No change in stance on local political party funding - Varadkar
Minister for Transport insists vacancies on standards body will be filled in new year
Minister for Transport and Tourism Leo Varadkar said there will be no change to the policy on local political funding. Photograph: Eric Luke/The Irish Times
Minister for Transport Leo Varadkar has said there will be no change on the Government’s position on political party funding at local level, a stance which is at odds with that of the Standards in Public Office Commission.
The commission has argued that the finances of local units of political parties should be subject to the same disclosure requirements as apply at national and constituency level.
It comes after the commission’s outgoing chairman, Mr Justice Matthew P Smith, in a public letter to Minister for the Environment Phil Hogan, rejecting th department’s view that legislation brought in last year did not cover the activities of local party units.
The commission wrote to Mr Hogan last month asking him to approve guidelines which would have included local party units within the scope of the legislation.
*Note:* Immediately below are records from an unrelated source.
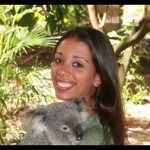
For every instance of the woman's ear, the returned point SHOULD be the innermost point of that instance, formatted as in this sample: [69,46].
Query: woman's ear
[97,80]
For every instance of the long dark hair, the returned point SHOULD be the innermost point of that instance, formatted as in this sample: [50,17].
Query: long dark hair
[107,97]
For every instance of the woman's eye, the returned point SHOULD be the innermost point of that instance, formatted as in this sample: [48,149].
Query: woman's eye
[78,65]
[57,61]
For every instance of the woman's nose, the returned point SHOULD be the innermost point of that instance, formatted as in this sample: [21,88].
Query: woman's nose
[64,70]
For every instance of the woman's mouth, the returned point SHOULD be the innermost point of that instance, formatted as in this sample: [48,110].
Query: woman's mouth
[64,85]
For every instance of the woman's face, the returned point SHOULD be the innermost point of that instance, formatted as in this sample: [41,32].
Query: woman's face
[73,72]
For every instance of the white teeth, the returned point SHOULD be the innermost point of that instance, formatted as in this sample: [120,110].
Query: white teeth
[64,84]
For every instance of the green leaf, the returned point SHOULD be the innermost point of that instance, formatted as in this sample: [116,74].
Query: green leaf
[51,24]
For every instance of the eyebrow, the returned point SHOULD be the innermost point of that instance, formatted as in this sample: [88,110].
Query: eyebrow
[60,53]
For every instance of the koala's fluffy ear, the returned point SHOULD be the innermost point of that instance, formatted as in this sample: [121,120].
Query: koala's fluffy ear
[35,119]
[80,102]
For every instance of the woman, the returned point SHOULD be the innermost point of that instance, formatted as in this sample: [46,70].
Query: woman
[84,65]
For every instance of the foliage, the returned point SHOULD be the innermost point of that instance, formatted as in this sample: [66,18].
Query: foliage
[22,29]
[134,89]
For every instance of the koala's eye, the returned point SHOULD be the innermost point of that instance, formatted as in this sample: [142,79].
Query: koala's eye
[65,128]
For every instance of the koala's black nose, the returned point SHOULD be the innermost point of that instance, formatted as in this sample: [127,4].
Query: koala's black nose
[79,132]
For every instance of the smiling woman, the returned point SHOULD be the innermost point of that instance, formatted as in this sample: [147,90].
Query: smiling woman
[84,65]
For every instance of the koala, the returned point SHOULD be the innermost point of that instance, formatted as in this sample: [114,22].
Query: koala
[58,123]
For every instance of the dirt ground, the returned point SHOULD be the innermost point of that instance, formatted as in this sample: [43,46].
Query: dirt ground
[138,124]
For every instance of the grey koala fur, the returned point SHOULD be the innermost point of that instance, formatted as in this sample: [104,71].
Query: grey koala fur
[58,123]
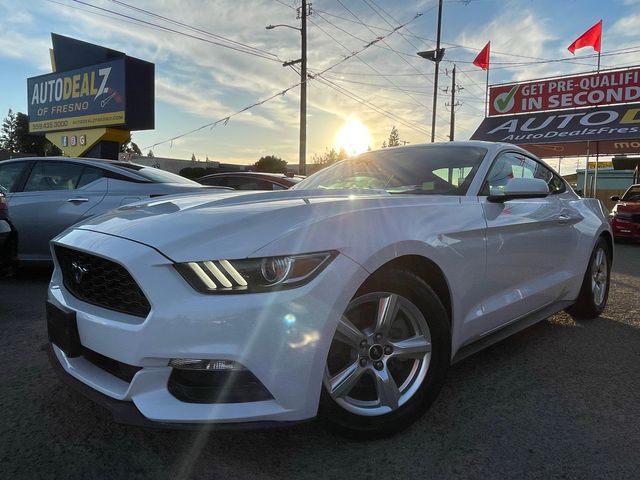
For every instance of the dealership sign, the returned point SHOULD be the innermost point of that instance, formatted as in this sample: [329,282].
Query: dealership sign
[92,96]
[569,92]
[591,124]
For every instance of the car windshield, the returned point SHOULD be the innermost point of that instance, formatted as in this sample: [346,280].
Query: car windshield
[633,194]
[155,174]
[436,170]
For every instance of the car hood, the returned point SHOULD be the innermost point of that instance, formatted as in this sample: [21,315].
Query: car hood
[229,224]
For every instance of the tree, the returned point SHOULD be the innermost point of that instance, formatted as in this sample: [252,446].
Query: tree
[8,138]
[271,164]
[15,137]
[394,137]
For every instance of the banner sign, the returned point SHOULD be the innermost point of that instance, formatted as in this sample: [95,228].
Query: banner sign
[570,92]
[87,97]
[602,124]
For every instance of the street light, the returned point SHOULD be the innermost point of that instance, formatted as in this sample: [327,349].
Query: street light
[302,164]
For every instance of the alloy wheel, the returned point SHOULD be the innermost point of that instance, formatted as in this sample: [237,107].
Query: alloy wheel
[379,356]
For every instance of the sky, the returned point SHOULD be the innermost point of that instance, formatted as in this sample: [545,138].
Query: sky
[372,88]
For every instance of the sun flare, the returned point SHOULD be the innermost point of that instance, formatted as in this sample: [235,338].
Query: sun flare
[353,137]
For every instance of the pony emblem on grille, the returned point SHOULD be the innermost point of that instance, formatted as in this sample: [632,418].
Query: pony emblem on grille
[78,271]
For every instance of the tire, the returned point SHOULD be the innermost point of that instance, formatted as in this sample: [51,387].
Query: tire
[8,256]
[382,375]
[594,291]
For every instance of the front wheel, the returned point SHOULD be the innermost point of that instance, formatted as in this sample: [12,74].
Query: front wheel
[388,357]
[595,285]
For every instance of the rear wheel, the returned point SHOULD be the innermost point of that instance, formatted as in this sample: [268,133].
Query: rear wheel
[595,286]
[388,358]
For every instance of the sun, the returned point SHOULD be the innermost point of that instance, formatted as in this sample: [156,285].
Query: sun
[353,137]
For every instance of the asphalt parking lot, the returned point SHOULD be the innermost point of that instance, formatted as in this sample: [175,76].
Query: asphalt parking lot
[558,400]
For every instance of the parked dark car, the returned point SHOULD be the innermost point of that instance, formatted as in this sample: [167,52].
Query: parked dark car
[251,180]
[625,215]
[47,195]
[7,236]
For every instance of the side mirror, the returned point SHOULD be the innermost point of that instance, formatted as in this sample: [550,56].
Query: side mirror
[521,188]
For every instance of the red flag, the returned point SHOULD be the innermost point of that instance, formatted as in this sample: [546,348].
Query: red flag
[482,60]
[590,38]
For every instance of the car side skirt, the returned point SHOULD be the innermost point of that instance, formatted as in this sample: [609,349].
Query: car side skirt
[509,329]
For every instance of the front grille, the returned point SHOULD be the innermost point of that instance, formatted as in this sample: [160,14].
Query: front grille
[121,370]
[101,282]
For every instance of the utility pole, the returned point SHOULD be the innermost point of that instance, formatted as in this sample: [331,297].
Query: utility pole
[302,162]
[435,56]
[302,12]
[435,79]
[452,126]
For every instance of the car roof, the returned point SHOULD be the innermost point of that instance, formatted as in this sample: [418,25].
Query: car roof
[264,175]
[117,166]
[244,172]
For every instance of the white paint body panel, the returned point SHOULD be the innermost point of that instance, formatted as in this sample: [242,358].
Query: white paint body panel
[500,260]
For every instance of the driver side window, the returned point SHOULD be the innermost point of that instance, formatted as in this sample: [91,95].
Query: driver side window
[53,176]
[514,165]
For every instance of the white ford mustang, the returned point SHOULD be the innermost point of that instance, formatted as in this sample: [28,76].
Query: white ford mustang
[348,295]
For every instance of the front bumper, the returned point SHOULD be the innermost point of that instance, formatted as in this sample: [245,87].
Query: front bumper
[282,337]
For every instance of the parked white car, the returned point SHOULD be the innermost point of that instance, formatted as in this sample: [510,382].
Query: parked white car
[348,295]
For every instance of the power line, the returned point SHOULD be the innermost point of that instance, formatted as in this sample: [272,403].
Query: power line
[225,120]
[167,29]
[195,29]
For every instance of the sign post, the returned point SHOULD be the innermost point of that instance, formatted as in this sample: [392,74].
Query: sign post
[92,100]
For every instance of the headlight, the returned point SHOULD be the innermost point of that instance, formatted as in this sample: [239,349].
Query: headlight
[254,274]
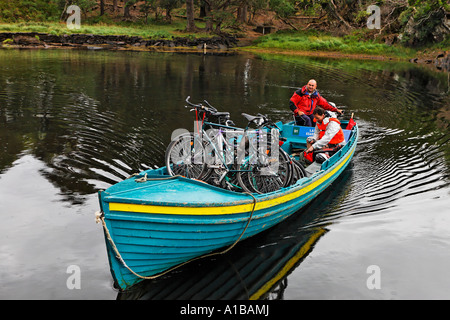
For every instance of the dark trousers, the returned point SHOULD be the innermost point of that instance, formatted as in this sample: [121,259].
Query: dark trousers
[305,120]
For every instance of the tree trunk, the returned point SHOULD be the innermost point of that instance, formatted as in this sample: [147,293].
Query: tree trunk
[114,6]
[242,12]
[190,16]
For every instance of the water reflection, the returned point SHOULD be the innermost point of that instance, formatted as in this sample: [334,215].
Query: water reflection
[257,268]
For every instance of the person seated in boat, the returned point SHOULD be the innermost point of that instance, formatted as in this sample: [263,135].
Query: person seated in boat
[327,139]
[304,101]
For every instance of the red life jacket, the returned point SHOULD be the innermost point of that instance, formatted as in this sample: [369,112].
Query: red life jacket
[338,137]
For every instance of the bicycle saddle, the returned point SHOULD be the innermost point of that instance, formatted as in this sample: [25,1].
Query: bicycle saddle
[251,118]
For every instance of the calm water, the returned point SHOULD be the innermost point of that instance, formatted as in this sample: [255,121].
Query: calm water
[74,122]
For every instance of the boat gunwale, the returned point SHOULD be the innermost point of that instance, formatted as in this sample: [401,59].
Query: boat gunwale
[246,200]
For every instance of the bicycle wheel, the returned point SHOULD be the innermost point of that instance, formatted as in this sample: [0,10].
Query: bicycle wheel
[298,171]
[262,180]
[184,156]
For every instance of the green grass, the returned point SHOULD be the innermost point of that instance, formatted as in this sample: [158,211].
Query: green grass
[321,42]
[146,31]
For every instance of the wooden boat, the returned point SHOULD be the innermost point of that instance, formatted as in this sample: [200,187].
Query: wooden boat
[154,222]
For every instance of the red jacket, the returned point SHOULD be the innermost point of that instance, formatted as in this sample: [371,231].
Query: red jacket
[301,100]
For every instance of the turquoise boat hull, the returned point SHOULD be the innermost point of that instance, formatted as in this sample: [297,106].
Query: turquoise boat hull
[162,222]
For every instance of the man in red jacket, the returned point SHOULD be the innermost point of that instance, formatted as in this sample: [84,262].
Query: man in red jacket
[304,101]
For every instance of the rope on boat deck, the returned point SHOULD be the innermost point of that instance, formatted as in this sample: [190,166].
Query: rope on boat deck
[101,217]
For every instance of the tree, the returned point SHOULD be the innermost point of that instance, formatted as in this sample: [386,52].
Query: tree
[190,16]
[169,5]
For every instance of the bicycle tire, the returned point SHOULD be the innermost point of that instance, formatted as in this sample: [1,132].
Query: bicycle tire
[181,156]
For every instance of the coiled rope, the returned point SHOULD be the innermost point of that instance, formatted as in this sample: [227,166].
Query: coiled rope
[100,217]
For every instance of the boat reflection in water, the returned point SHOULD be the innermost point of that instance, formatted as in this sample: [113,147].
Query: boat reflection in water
[257,268]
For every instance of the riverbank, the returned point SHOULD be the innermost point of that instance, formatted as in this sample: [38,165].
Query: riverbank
[304,45]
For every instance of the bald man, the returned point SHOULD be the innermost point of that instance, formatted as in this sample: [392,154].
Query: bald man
[304,101]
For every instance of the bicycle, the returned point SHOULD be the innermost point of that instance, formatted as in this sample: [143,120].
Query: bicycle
[243,162]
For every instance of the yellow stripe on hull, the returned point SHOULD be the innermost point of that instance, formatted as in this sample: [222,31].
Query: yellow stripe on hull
[221,210]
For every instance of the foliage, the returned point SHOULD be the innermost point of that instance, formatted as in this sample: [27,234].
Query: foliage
[413,21]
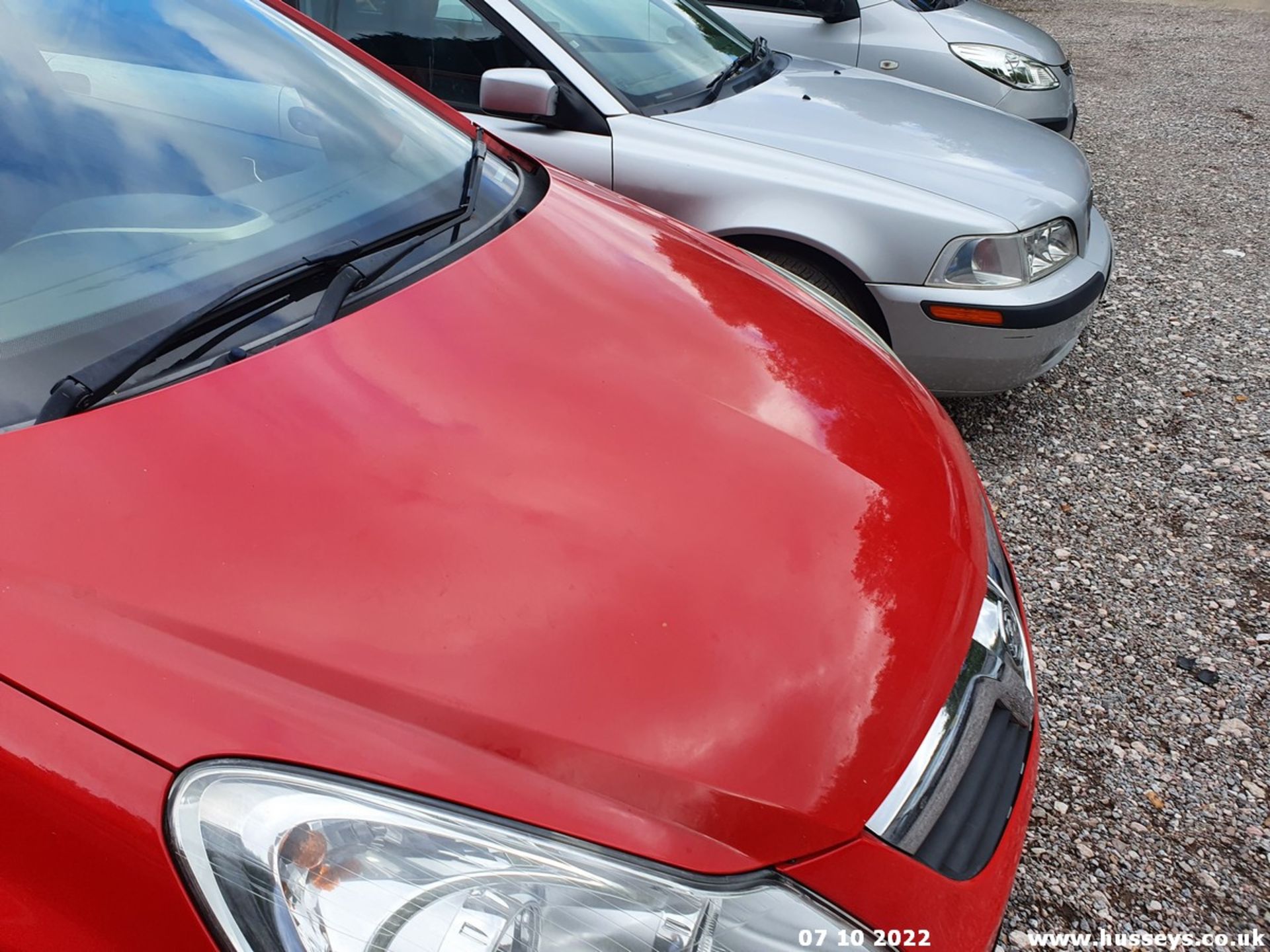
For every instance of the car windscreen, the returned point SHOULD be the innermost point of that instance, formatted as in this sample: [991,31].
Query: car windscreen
[929,5]
[651,51]
[155,154]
Mr Hogan declined on the basis that the department’s legal advice was that local units were not covered by the legislation.
When it was put to him on RTÉ’s Morning Ireland this morning that the commision was not happy with this position, Mr Varadkar replied: “That’s not really for them to determine.
“This is legislation that was passed by the Oireachtas and, as far as the Oireachtas was concerned and the Government was concerned, we were clear this was going to apply to national accounts and to constituency accounts, not to branches of eight or nine.
“The situation is is that any significant donation no matter where it goes, whether it goes to a candidate or a branch or into the party centrally has to be declared.
“What we’re talking about is small branches, maybe student societies, maybe eight or nine members who pay their membership fee, put on a table quiz and do a church collection. They’re not in a position to be doing audited accounts and if SIPO really thinks that thousands of euros in donations are being funnelled through the Fianna Fáil cumann in Bohola or something like that they’ve really got it wrong.”
Mr Varadkar also commented on two vacancies which have arisen on the commission’s board. It emerged over the weekend that the commisison will not be able to advance its current investigations or initiate new ones after legal advice sought by it suggested that it requires its full complement of six board members to investigate allegations against politicians or political parties.
Mr Varadkar said the vacanies “only arose last week and they will be filled in the new year”.
Appointments to the board of the commission must be made by the Oireachtas on the recommendation of the Minister for Public Expenditure and Reform.
The Department has said Brendan Howlin is aware of the vacancies and would take steps to fill the posts by the end of January.